Clad at times in camouflage, facemasks and face paint to blend in, poachers trod through the underbrush with makeshift tools such as tire irons and screwdrivers looking for ginseng, police say. They don't have any qualms about digging up immature roots; they want to get at the plants before other poachers or before the state's harvest season begins. However, that ensures that the plants don't reproduce and feeds a cycle of dwindling populations and rising prices.
Poachers know how to get around the conservation regulations. They'll dig ginseng out of season to get a jump on competitors and take it to dealers when the season opens -- or purchase permits after the fact. In other cases, dealers just look the other way, said John Welke, a Wisconsin conservation warden.
It's difficult to get a clear picture of the extent of poaching in the United States -- violation statistics are spread across layers of state and federal jurisdictions, but law enforcement officials and biologists across the eastern half of the country told The Associated Press they believe it's on the rise.
In Wisconsin, the leading U.S. producer of commercially grown ginseng, wildlife officials say violations such as harvesting wild ginseng without a permit or harvesting out of season tripled from 12 in 2007 to 36 last year.
Ohio wildlife authorities have made 100 arrests between 2008 and last year for various ginseng violations ranging from digging without permission to digging or buying out of season.

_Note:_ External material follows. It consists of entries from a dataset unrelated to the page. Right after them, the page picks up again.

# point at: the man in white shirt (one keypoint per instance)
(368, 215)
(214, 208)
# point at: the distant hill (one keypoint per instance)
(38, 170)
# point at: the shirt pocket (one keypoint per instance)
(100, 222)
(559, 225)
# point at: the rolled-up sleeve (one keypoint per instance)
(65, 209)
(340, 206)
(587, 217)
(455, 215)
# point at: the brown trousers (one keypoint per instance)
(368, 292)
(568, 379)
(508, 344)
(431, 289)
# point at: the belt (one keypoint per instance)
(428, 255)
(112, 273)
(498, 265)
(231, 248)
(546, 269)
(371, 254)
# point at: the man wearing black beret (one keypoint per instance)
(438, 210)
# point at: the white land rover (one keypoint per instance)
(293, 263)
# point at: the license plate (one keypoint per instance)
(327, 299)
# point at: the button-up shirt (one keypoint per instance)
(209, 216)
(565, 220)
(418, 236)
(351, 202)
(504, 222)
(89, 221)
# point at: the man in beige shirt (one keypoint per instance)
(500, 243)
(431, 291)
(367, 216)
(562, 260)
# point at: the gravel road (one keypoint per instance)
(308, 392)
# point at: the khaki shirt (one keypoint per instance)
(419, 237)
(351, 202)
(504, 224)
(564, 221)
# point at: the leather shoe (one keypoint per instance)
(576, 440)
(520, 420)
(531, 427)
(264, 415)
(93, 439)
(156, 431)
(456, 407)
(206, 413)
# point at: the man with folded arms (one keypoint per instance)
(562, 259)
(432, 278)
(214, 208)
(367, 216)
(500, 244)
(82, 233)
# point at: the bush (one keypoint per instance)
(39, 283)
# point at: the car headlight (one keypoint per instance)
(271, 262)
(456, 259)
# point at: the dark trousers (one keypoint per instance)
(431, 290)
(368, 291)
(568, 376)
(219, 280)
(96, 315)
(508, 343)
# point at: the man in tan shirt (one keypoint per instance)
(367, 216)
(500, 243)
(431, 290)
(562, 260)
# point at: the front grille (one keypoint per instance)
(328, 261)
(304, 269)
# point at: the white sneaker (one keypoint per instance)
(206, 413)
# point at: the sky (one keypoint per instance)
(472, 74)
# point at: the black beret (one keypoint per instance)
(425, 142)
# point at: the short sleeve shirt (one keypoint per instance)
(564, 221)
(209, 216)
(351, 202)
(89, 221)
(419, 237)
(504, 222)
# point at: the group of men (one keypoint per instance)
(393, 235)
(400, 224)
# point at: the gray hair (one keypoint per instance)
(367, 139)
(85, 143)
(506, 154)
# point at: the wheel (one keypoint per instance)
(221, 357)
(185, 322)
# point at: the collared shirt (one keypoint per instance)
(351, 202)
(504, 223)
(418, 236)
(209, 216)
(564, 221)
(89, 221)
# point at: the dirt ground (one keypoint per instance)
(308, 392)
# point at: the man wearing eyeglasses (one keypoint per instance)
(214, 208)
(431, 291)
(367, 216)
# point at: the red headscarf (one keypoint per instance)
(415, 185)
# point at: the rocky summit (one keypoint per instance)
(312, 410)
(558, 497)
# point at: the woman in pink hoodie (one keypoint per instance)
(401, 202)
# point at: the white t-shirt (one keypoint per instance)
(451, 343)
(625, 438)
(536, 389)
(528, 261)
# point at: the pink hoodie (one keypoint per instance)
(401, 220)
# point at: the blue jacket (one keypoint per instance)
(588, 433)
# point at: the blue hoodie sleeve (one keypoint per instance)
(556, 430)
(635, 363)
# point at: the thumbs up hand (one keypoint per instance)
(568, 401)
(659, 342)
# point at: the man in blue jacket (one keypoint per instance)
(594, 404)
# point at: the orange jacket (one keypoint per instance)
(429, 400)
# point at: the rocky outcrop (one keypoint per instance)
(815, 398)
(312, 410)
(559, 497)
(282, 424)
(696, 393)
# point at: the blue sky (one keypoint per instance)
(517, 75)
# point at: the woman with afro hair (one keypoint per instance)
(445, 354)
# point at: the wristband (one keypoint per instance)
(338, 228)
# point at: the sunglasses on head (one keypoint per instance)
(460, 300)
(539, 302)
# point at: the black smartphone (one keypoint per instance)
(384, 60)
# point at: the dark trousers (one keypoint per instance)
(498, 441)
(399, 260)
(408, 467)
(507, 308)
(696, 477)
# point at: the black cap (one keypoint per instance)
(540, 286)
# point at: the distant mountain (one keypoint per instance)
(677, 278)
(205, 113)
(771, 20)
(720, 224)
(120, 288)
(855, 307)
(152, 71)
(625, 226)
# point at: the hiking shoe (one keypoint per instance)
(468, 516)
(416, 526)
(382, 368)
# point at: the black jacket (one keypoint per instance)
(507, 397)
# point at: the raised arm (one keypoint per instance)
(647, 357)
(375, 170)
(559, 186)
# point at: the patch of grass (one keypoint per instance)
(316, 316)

A team of West Virginia University researchers counted 30 ginseng populations across New York, Pennsylvania, Maryland, Indiana, Kentucky, Virginia and West Virginia between 1998 and 2009. The team reported that of the 368 plants they discovered had been harvested, only five were taken legally.
"It's very difficult to catch a poacher," said U.S. Forest Service botanist Gary Kauffman. "You could put everything in a backpack and your hands are clean, nobody really knows what you're doing."
A grand jury in Southeastern Ohio charged 78-year-old Joseph Kutter of New Paris with killing a man whom Kutter claimed had trespassed onto his property to poach ginseng. According to court documents, Kutter shot Bobby Jo Grubbs with an assault rifle in May and hid his body in a mulch pile.
Sara Souther, a University of Wisconsin-Madison botanist who worked on the WVU ginseng team, said she has encountered poachers multiple times trying to harvest the plant.
"These are intimidating people," Souther said. "You can tell these men are not hiking. If you're out there and witness an illegal act, you don't know what people will do."